Cher lecteur,

aujourd’hui, je vais vous faire part d’un témoignage d’une jeune maman que j’ai lu dans La Provence (édition du 25 septembre) et qui m’a fait sourire car j’aurai bien pu en être l’auteur!
Ce récit vécu résume tellement bien la situation réelle sur Marseille, que je cite le temoignage dans son intégralité.

« UN DROLE DE CASTING »
Nadine, maman d’un bébé de 3 mois, raconte l’enfer de ses recherches pour décrocher la ‘perle’.

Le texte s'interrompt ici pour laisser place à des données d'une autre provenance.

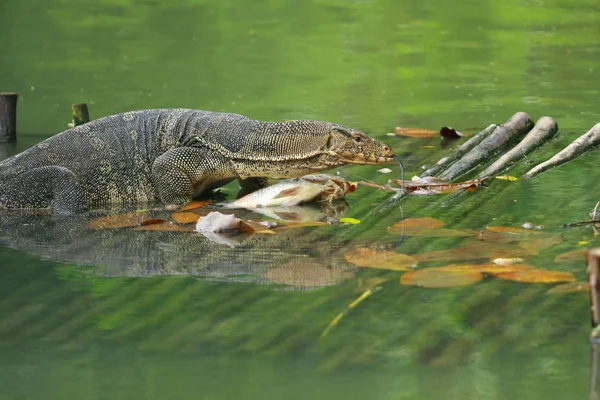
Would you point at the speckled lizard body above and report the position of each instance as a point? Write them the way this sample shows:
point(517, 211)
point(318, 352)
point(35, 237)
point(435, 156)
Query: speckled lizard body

Naïvement, j’avais préparé une batterie de questions, bien décidée à faire passer un casting impitoyable à celle qui allait avoir la chance de garder mon ‘titounet’. Confiante, la liste de quelque 120 assistantes maternelles fournie par le conseil général entre les mains, j’entamais mes recherches.
Une trentaine de coups de téléphone malheureux plus tard, et la voix de plus en plus mielleuse, j’ai dû me rendre à l’évidence. J’étais vaincue. Si casting il y avait, c’était elles, les nounous, qui le faisaient passer aux parents. Sans état d’âmes. Certaines de détenir le pouvoir : celui d’asurer votre tranquilité d’esprit.
« Jusqu’à 19h? Mais vous n’y pensez pas, j’ai une vie de famille! Et pour votre fils ça fait tard« , s’étrangle l’une, vous faisait aussitôt culpabiliser de reprendre le travail.
 » Le mercredi aussi? Pas question, je le réserve à mes enfants« , martèle l’autre.
« Je ne travaille que 2 jours par semaine« , tranche une troisième.
Les « fonctionnaires de la garde » évacuées, vous vous attaquez aux « pingres ».
« Ah, vous avez des RTT…je vous préviens, je ne travaille que sur une année complète et 5 jours par semaine. Mon tarif est de 4,08 Euros de l’heure (le maximum) ».
Puis, aux « casanières »:
« Allez au jardin tous les jours? Pas question! »
Voire aux malhonnêtes:
« Je vous garde de la place mais il faut me donner un petit quelque chose tous les mois pour la réserver« .
Sans compter celles qui promettent puis vous lâche 1 mois avant la reprise parce qu’elles ont décroché un meilleur patron, entendez qui paie mieux.  Bref, trouver une nounou, c’est l’enfer. En trouver une « bonne », celle qui se calera sur vos horaires, c’est possible à condition d’avoir beaucoup de patience et peu d’exigences. « La perle rare? »Oubliez-la. Elle est déjà prise depuis des mois et pour des années…ou elle se négocie à prix d’or.

Comme vous avez pu le constater, ça fait froid dans le dos mais c’est malheureusement la réalité au quotidien et, nous maman, nous n’avons pas trop le choix car les autres modes de garde, comme les crêches par exemple ne sont pas assez nombreuses pour accueillir nos petits bouts… Il ne rest plus qu’à esperer que la situation change un jour…mais ce n’est pas gagné!

Bon courage à celles et ceux qui se retrouvent dans cette même situation!